When it comes to the health regulations side of things, then, Verizon Wireless' roles do not come into play?

We are considered the conduit. We pass the information along. We do not store it or look at it. That's why we are not really affected by HIPPA, because we are classified as a conduit.

These days most applications seemed to be sold via application stores run by device makers, carriers and perhaps third parties. Do you think the applications and services that carriers used to market directly to consumers will soon only be found in these application stores or is that not a trend that will affect mobile health applications?

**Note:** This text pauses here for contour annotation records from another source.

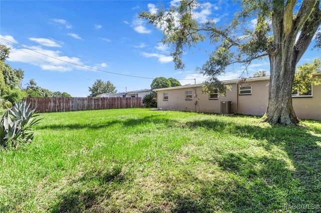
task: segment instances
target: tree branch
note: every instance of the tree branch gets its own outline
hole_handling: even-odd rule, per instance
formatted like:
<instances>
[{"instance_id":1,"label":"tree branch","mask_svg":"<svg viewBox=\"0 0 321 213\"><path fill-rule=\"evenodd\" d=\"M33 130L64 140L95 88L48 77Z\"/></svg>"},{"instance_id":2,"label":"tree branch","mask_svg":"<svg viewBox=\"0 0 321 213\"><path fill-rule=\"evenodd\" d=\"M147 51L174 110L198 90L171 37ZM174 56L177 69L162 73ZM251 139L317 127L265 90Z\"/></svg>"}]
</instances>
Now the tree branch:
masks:
<instances>
[{"instance_id":1,"label":"tree branch","mask_svg":"<svg viewBox=\"0 0 321 213\"><path fill-rule=\"evenodd\" d=\"M297 63L311 42L317 28L321 24L321 10L319 8L319 0L314 6L314 10L302 28L300 36L295 45L295 62Z\"/></svg>"},{"instance_id":2,"label":"tree branch","mask_svg":"<svg viewBox=\"0 0 321 213\"><path fill-rule=\"evenodd\" d=\"M313 8L317 10L319 10L318 8L319 3L319 0L306 0L303 1L300 10L294 20L293 32L297 33L300 30L302 25L307 22L307 19L311 16Z\"/></svg>"}]
</instances>

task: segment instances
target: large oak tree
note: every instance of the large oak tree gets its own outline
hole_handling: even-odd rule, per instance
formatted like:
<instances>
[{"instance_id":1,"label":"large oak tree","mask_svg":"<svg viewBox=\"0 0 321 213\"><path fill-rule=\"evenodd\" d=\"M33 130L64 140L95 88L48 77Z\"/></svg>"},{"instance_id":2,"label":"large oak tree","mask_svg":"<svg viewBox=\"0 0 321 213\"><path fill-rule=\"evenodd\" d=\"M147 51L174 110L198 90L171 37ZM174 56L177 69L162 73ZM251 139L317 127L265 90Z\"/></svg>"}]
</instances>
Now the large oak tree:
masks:
<instances>
[{"instance_id":1,"label":"large oak tree","mask_svg":"<svg viewBox=\"0 0 321 213\"><path fill-rule=\"evenodd\" d=\"M171 54L176 68L184 68L182 58L185 48L209 38L214 50L198 70L221 90L224 86L217 76L227 66L237 62L248 65L268 57L270 78L265 120L298 124L291 98L294 73L321 23L320 0L240 0L236 6L241 10L224 26L214 20L204 23L196 20L196 11L205 6L203 2L182 0L169 9L159 6L139 16L163 30L163 42L174 48ZM247 22L254 18L255 28L247 28ZM319 34L316 35L320 38Z\"/></svg>"}]
</instances>

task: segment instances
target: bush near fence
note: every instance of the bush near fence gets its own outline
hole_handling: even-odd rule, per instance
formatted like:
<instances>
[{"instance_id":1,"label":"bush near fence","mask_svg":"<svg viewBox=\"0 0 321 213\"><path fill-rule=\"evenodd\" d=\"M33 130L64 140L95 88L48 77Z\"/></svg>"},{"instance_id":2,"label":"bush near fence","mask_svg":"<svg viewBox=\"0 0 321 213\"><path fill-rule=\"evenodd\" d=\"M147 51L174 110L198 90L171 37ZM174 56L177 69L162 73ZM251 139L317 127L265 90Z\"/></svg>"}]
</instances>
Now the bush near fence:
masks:
<instances>
[{"instance_id":1,"label":"bush near fence","mask_svg":"<svg viewBox=\"0 0 321 213\"><path fill-rule=\"evenodd\" d=\"M141 98L25 98L39 112L141 107Z\"/></svg>"}]
</instances>

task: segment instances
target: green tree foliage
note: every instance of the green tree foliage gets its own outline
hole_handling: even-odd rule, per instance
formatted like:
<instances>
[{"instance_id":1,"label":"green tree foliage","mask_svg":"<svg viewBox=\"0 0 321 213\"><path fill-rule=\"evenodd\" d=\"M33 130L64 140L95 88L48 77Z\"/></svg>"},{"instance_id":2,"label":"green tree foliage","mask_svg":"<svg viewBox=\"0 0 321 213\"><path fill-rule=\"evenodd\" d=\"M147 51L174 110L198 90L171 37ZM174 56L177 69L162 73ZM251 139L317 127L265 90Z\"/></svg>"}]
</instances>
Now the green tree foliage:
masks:
<instances>
[{"instance_id":1,"label":"green tree foliage","mask_svg":"<svg viewBox=\"0 0 321 213\"><path fill-rule=\"evenodd\" d=\"M3 98L10 102L12 104L21 102L23 98L27 96L26 91L18 88L15 88L9 90L7 94L4 96Z\"/></svg>"},{"instance_id":2,"label":"green tree foliage","mask_svg":"<svg viewBox=\"0 0 321 213\"><path fill-rule=\"evenodd\" d=\"M6 84L10 86L11 89L20 87L20 82L23 78L23 71L21 69L14 70L10 64L5 64L3 74L5 78ZM19 76L17 76L18 74Z\"/></svg>"},{"instance_id":3,"label":"green tree foliage","mask_svg":"<svg viewBox=\"0 0 321 213\"><path fill-rule=\"evenodd\" d=\"M90 97L95 97L103 93L117 92L117 90L115 90L116 87L110 81L104 82L100 79L96 80L92 86L88 88L89 92L91 92Z\"/></svg>"},{"instance_id":4,"label":"green tree foliage","mask_svg":"<svg viewBox=\"0 0 321 213\"><path fill-rule=\"evenodd\" d=\"M298 66L294 76L292 92L296 90L300 93L307 92L311 89L311 85L319 84L321 83L320 78L313 75L320 67L321 58L313 60L311 63Z\"/></svg>"},{"instance_id":5,"label":"green tree foliage","mask_svg":"<svg viewBox=\"0 0 321 213\"><path fill-rule=\"evenodd\" d=\"M71 96L70 94L65 92L61 92L59 91L54 92L53 94L54 97L71 98Z\"/></svg>"},{"instance_id":6,"label":"green tree foliage","mask_svg":"<svg viewBox=\"0 0 321 213\"><path fill-rule=\"evenodd\" d=\"M27 94L26 96L31 98L71 97L70 94L65 92L52 92L49 90L38 86L34 79L29 80L24 91Z\"/></svg>"},{"instance_id":7,"label":"green tree foliage","mask_svg":"<svg viewBox=\"0 0 321 213\"><path fill-rule=\"evenodd\" d=\"M146 94L142 98L142 101L144 107L146 108L155 108L157 107L157 102L152 92Z\"/></svg>"},{"instance_id":8,"label":"green tree foliage","mask_svg":"<svg viewBox=\"0 0 321 213\"><path fill-rule=\"evenodd\" d=\"M266 70L260 70L256 72L253 73L252 75L252 78L263 77L266 76L267 72Z\"/></svg>"},{"instance_id":9,"label":"green tree foliage","mask_svg":"<svg viewBox=\"0 0 321 213\"><path fill-rule=\"evenodd\" d=\"M0 60L0 97L3 96L10 90L10 87L6 84L3 70L5 70L5 63Z\"/></svg>"},{"instance_id":10,"label":"green tree foliage","mask_svg":"<svg viewBox=\"0 0 321 213\"><path fill-rule=\"evenodd\" d=\"M180 82L179 82L177 80L173 78L169 78L169 80L170 82L171 82L171 86L181 86L182 84L181 84L181 83Z\"/></svg>"},{"instance_id":11,"label":"green tree foliage","mask_svg":"<svg viewBox=\"0 0 321 213\"><path fill-rule=\"evenodd\" d=\"M208 39L214 50L197 70L221 91L225 86L217 76L228 66L240 63L246 67L253 60L268 57L271 76L265 120L297 124L291 98L294 73L321 23L320 0L301 0L297 4L291 0L235 1L240 11L221 25L214 19L197 20L197 12L206 6L203 3L182 0L169 9L159 6L139 16L163 31L163 42L173 46L176 68L184 68L182 58L186 48ZM252 20L256 20L253 28L248 24ZM316 36L319 46L319 32Z\"/></svg>"},{"instance_id":12,"label":"green tree foliage","mask_svg":"<svg viewBox=\"0 0 321 213\"><path fill-rule=\"evenodd\" d=\"M150 88L151 90L159 88L167 88L172 86L171 81L165 77L157 77L151 82Z\"/></svg>"}]
</instances>

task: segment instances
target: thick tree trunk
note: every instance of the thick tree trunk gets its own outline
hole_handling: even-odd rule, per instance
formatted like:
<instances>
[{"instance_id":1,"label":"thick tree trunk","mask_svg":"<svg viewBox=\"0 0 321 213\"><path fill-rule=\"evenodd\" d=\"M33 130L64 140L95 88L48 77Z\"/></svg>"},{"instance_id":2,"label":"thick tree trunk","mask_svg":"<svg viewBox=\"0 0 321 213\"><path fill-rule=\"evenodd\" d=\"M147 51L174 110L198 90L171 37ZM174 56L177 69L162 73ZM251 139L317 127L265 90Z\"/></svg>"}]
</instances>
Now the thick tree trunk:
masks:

That's another open-ended question because the decision rests on what can we do to make these applications more accessible and readily available to customers. I think we have seen this trend and it makes sense: Make the application available to the customer through a single interface. Being able to get to that storefront and determining that you need a healthcare application or a wellness application and being able to download that application directly to that device is key.

So how does a company who has an mHealth application begin the process of getting it certified by Verizon Wireless for use by its subscribers? What's the process for the next Vocel?

Majority of the time those applications are going to hit my desk first. There's also an Open Development team now and they take requests for applications that would be considered non-Verizon Wireless branded applications and solutions. Sometimes developers would go directly to the BREW team.